Emily Rhodes

Male violence pulses through Evie Wyld’s The Bass Rock

Three women tell their stories in the shadow of the Rock — all struggling with the trauma of abuse and bereavement

The Bass Rock. Credit: Getty Images 
issue 28 March 2020

‘It’s a woman’s thing, creation,’ says Sarah,a girl accused of witchcraft in 18th-century Scotland, in one of the three storylines in Evie Wyld’s powerful new novel. Sarah is pregnant, having been raped and nearly killed. She is looking at a piece of sacking sewn by a sister and mother, and continues: ‘You can see how they felt in each stitch, you can hear the words they spoke to each other and into the cloth.’ The Bass Rock is in many ways an amplification of these words spoken into the cloth, a feminine counterforce to the masculine violence that pulses viscerally throughout.

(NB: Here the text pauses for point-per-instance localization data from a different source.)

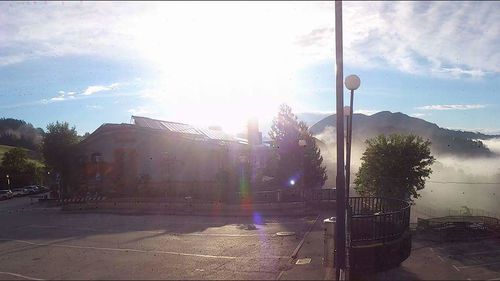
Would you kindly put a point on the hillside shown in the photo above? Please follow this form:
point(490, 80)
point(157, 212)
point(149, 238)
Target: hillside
point(444, 141)
point(14, 132)
point(33, 156)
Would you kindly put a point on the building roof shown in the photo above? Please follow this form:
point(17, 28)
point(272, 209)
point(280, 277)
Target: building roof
point(185, 130)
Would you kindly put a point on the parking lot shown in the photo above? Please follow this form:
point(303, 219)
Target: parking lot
point(44, 243)
point(431, 260)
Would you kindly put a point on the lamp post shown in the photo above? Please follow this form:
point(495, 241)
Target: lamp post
point(340, 180)
point(303, 144)
point(352, 83)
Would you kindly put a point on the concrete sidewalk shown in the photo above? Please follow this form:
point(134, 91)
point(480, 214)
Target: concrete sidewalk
point(308, 263)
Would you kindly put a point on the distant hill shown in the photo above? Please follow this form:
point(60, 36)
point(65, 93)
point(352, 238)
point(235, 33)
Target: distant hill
point(444, 141)
point(14, 132)
point(32, 155)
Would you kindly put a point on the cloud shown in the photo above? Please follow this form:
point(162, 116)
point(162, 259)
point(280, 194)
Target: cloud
point(366, 111)
point(99, 88)
point(452, 107)
point(419, 115)
point(444, 39)
point(73, 95)
point(140, 110)
point(94, 107)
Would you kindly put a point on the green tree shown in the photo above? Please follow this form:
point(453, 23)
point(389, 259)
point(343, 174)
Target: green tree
point(60, 153)
point(394, 166)
point(292, 162)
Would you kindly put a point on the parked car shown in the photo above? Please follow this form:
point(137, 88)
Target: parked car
point(17, 192)
point(43, 188)
point(32, 189)
point(5, 194)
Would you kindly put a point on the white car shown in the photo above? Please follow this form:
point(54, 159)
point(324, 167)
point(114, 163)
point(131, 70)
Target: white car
point(6, 194)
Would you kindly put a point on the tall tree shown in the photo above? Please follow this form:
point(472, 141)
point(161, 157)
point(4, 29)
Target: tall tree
point(394, 166)
point(59, 150)
point(293, 163)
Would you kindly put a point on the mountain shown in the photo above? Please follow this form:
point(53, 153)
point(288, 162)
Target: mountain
point(444, 141)
point(14, 132)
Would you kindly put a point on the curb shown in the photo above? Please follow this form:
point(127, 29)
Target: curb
point(299, 246)
point(297, 249)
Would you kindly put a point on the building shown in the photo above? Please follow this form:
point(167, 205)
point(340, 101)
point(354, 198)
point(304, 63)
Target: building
point(161, 158)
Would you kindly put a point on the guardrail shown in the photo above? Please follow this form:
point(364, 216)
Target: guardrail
point(376, 219)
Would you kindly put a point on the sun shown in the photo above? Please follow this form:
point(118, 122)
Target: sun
point(210, 72)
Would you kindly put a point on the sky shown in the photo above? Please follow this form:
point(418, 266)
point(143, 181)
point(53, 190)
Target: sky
point(220, 63)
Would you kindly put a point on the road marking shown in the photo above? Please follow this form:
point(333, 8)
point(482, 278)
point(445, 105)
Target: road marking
point(141, 251)
point(476, 265)
point(20, 275)
point(476, 253)
point(151, 231)
point(120, 249)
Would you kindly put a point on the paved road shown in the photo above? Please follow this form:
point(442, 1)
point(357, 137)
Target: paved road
point(45, 243)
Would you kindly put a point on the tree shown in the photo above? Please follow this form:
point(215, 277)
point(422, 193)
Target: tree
point(394, 166)
point(291, 162)
point(60, 152)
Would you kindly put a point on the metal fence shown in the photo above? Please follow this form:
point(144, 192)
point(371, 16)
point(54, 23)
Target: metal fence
point(378, 219)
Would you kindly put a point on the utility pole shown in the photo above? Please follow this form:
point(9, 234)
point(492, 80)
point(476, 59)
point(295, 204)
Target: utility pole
point(340, 200)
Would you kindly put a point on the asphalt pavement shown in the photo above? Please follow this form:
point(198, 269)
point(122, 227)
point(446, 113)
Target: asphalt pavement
point(45, 243)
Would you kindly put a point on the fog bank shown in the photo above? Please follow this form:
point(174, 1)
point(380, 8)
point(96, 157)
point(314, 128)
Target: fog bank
point(455, 182)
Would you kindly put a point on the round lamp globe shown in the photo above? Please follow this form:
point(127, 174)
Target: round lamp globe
point(352, 82)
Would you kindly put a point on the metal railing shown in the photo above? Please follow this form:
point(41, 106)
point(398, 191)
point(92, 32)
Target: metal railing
point(376, 219)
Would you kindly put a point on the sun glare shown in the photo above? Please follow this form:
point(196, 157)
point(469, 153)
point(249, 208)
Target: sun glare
point(219, 69)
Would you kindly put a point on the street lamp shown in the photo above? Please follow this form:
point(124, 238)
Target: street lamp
point(303, 144)
point(352, 83)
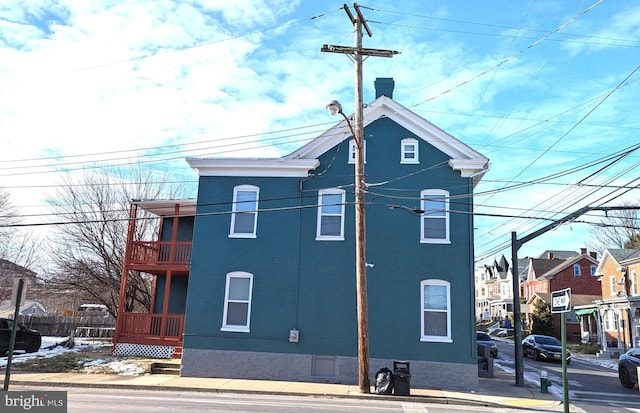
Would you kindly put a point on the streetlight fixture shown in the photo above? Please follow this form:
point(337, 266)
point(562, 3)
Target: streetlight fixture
point(335, 108)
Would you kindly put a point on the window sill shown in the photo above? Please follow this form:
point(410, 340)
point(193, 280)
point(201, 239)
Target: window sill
point(236, 329)
point(242, 236)
point(436, 340)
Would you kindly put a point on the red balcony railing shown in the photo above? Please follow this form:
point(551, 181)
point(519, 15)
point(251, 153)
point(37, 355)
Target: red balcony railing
point(151, 328)
point(159, 253)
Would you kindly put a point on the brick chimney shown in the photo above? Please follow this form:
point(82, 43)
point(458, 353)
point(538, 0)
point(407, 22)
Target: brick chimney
point(384, 86)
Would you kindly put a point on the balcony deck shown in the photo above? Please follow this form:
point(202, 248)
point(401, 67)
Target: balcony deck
point(154, 329)
point(154, 256)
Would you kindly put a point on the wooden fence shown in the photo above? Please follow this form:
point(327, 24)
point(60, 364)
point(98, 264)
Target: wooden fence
point(63, 326)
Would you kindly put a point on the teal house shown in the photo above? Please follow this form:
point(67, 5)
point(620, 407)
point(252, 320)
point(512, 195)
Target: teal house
point(272, 288)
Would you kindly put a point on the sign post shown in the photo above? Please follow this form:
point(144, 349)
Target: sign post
point(561, 303)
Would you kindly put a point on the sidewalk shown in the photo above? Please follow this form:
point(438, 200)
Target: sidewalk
point(499, 391)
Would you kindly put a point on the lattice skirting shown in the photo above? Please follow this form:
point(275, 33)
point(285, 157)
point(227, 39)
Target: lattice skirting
point(144, 350)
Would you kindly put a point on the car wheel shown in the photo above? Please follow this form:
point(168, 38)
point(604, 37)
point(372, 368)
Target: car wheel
point(625, 378)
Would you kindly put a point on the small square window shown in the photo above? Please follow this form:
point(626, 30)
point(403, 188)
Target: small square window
point(409, 151)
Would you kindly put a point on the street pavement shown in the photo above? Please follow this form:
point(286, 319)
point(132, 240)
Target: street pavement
point(497, 391)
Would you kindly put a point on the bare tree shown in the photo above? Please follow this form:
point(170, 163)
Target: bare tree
point(618, 229)
point(18, 247)
point(90, 241)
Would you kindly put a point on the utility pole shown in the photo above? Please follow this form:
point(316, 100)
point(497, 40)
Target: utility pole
point(356, 54)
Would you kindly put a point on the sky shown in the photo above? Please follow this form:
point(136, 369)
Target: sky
point(547, 90)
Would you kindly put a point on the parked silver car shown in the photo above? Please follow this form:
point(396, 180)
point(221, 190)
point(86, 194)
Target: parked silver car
point(543, 348)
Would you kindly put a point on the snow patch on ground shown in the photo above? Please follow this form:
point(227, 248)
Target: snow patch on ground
point(52, 346)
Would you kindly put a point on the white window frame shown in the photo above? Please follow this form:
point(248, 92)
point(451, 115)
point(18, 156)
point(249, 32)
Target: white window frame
point(239, 328)
point(237, 209)
point(321, 214)
point(612, 286)
point(352, 151)
point(404, 153)
point(425, 196)
point(423, 333)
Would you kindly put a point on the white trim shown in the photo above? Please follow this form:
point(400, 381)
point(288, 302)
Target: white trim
point(424, 196)
point(463, 158)
point(253, 167)
point(235, 211)
point(432, 338)
point(330, 191)
point(352, 152)
point(403, 152)
point(234, 327)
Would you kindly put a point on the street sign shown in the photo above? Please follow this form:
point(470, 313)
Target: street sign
point(561, 301)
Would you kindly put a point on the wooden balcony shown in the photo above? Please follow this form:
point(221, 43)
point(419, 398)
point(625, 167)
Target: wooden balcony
point(155, 329)
point(160, 254)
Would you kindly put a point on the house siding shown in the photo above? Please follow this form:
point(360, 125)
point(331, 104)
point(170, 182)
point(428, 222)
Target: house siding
point(306, 284)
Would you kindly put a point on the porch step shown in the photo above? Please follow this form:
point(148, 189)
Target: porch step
point(168, 367)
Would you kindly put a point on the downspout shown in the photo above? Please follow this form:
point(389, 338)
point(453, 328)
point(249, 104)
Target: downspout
point(133, 212)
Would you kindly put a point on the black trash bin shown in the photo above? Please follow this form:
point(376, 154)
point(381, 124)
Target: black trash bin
point(384, 381)
point(401, 378)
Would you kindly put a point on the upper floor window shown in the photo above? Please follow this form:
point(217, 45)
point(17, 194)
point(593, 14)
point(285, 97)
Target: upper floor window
point(409, 151)
point(436, 310)
point(352, 151)
point(330, 214)
point(245, 211)
point(435, 216)
point(237, 302)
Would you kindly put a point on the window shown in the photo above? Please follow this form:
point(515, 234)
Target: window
point(436, 315)
point(435, 218)
point(237, 302)
point(330, 214)
point(409, 151)
point(352, 151)
point(245, 212)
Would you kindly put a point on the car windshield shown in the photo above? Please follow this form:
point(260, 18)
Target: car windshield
point(483, 337)
point(548, 340)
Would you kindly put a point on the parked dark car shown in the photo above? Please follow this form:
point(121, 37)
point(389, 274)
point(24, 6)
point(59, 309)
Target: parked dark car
point(543, 348)
point(486, 340)
point(627, 368)
point(26, 340)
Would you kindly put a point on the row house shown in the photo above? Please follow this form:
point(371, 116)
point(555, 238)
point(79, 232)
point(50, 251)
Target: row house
point(577, 272)
point(617, 312)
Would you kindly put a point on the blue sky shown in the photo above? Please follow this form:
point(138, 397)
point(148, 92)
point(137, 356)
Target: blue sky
point(547, 90)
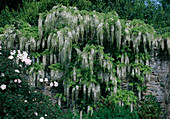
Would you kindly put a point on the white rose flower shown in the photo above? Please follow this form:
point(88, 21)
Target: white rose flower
point(17, 71)
point(36, 113)
point(41, 80)
point(55, 84)
point(46, 80)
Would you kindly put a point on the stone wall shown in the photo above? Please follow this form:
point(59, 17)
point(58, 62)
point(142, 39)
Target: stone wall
point(159, 84)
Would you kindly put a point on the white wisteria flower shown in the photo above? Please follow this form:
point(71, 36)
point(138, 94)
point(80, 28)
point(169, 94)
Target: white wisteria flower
point(41, 79)
point(17, 71)
point(24, 56)
point(3, 86)
point(46, 79)
point(11, 57)
point(19, 55)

Stitched around Sarah’s story are Viv’s contemporary thread, and Ruth’s in the 1950s; all three take place in Scotland, in the shadow of the looming Bass Rock of the title. We first encounter Viv doing a late-night supermarket shop on her way to clean out her great-aunt’s and grandmother’s house, when a stranger, Maggie, offers her a choc ice, then warns her about a man hiding behind her car.